È allora che la mente, anche quella della protagonista, Giselda, inizia a perdersi. La narrazione insegue la protagonista dapprima in modo didascalico, quasi burocratico, alternato tra le avances del capo (un seriorissimo avvocato, con una moglie molto più giovane e dalle forme piuttosto arrotondate e provocatorie, certamente l’opposto di Giselda, così raffinata e schiva), e gli atteggiamenti di sana invidia di una collega molto più terrena, con la voglia di farsi strada a qualunque costo, sfruttando la sua femminilità, magari incrociandola al desiderio un po’ maturo di uomini benestanti ed attempati, come il suo datore di lavoro. Giselda è una perfezionista, perché la macchina da presa indugia cento volte sulla sua cura maniacale nel tagliare a spicchi, tutti uguali e regolari, una mela verde, sempre dello stesso tipo, con la quale Giselda consuma la sua pausa-pranzo, guardando dalla finestra lo svolgersi di scene quotidiane, che si squadernano alla vista dello spettatore, attraversando lo spettro delle varie tonalità, che vanno dall’opera buffa, all’impianto serioso dei discorsi presi a caso.
Oppure, l’obiettivo-segugio, un po’ guardone, si trascina agile dietro i passi della protagonista, mentre rilassata passeggia nel parco adiacente all’ufficio, catturando in modo casuale brani di conversazioni eterogenee, che servono da sfondo al regista, per dipingere come un quadro di Seurat (pointillisme) drammi piccoli e grandi della vita quotidiana delle persone normali, come quelle che si ritrovano nella platea di una qualunque sala cinematografica. Lo stesso fidanzato di Giselda, bello, artista dotato e pianista-compositore di talento, capace di fare all’amore come solo certi giovani “fauvisti” sapevano fare, sfruttando ogni sorta di appoggio e di occasioni provocanti, viene colpito mortalmente, nella sua perfezione boemienne, da un male che non perdona e proprio nell’epicentro della sua forza creativa: la mente.

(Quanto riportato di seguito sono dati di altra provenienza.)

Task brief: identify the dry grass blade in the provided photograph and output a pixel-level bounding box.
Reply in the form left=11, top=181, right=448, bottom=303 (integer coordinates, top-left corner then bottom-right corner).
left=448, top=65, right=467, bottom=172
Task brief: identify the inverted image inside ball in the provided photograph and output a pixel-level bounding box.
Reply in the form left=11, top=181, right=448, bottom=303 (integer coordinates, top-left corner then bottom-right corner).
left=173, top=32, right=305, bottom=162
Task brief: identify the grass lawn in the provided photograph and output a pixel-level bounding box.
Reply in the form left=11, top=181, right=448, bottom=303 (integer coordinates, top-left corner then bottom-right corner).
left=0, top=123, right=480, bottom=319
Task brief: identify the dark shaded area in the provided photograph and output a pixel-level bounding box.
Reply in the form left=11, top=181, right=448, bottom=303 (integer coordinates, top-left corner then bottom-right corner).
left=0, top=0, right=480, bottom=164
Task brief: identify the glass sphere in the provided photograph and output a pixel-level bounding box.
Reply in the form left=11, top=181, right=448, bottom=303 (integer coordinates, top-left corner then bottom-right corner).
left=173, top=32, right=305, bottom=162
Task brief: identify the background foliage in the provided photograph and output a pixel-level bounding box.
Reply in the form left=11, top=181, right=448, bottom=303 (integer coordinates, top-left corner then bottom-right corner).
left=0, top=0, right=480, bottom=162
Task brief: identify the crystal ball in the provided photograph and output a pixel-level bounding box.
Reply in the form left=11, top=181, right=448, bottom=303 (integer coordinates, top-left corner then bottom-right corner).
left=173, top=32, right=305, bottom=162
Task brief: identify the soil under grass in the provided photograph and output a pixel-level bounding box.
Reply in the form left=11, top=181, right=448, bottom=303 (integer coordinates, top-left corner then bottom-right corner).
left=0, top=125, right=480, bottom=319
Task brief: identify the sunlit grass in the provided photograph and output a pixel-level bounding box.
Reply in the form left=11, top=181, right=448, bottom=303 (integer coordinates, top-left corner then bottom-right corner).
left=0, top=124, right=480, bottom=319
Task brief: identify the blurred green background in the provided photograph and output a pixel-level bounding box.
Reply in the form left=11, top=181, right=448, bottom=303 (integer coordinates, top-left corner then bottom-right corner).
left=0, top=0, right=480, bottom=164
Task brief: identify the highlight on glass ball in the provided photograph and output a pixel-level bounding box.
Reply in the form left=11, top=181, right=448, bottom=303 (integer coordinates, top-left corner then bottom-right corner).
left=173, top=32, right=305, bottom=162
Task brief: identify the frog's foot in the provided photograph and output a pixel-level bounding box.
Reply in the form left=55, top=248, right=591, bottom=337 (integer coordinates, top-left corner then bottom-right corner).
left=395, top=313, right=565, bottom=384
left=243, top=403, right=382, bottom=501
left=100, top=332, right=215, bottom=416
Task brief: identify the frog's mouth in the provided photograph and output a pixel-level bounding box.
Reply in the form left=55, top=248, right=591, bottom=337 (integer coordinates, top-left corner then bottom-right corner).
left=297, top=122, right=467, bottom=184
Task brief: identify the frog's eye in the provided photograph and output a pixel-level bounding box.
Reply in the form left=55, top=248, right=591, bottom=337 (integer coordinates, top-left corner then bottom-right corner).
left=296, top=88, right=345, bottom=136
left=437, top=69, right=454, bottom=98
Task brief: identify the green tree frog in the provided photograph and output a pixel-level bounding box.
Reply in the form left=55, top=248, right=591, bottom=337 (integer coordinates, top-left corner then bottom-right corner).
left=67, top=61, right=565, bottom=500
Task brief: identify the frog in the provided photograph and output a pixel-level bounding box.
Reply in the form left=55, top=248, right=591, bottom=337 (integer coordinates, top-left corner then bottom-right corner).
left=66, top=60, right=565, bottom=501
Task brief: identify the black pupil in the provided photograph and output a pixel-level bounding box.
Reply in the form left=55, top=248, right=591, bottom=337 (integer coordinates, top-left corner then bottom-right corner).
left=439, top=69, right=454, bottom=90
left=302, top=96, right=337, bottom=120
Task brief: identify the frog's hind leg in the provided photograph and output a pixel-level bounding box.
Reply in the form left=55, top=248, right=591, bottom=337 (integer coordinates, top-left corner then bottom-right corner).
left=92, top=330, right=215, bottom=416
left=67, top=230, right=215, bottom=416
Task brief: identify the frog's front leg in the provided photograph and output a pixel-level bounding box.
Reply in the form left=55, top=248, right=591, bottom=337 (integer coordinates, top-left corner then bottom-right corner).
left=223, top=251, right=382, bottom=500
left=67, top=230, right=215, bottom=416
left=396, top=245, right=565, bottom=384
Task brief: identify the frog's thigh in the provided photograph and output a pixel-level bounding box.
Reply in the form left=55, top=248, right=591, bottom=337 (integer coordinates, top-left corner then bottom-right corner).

E Giselda, una volta messa al corrente della drammatica sentenza (che non lascia speranza) da un’assistente-primario bacchettona e puritana, segna il suo contrappasso: da “perfezionista”, si tramuta in una strana forma di Mister Hyde, in cui l’elemento pornografico prende il posto del suo aplomb di donna “asettica”, che sa tenere distanti i corteggiatori occasionali, per preferire gli spazi squallidi e spogli di un set per film a luci rosse, ma con protagonisti che, al di fuori dei costumi discinti e delle pose lascive, traboccano di vibrante umanità in privato. Ma, Lanza ci insegna che dramma tira dramma, come le ciliegie. E, purtroppo, sono in molti i personaggi segnati dal passaggio prematuro, nella loro vita, di quella “Nera Signora”, come un bimbo che ha perduto in un incidente i suoi genitori e che ricerca in Giselda la sua mamma ideale.
Così, anche Giselda, nell’attraversare il suo deserto rosso, inizia a mangiare disordinatamente la sua mela, prendendola semplicemente a morsi, per poi decidere di esplodere dinnanzi al teleobiettivo, prima in modo farsesco e, poi, altamente drammatico, in corrispondenza dello scenario di chiusura. La morale? Bisogna avere il coraggio di vivere, come accade alle persone più umili, immunizzate da un sano fatalismo, contro ogni avversità della vita!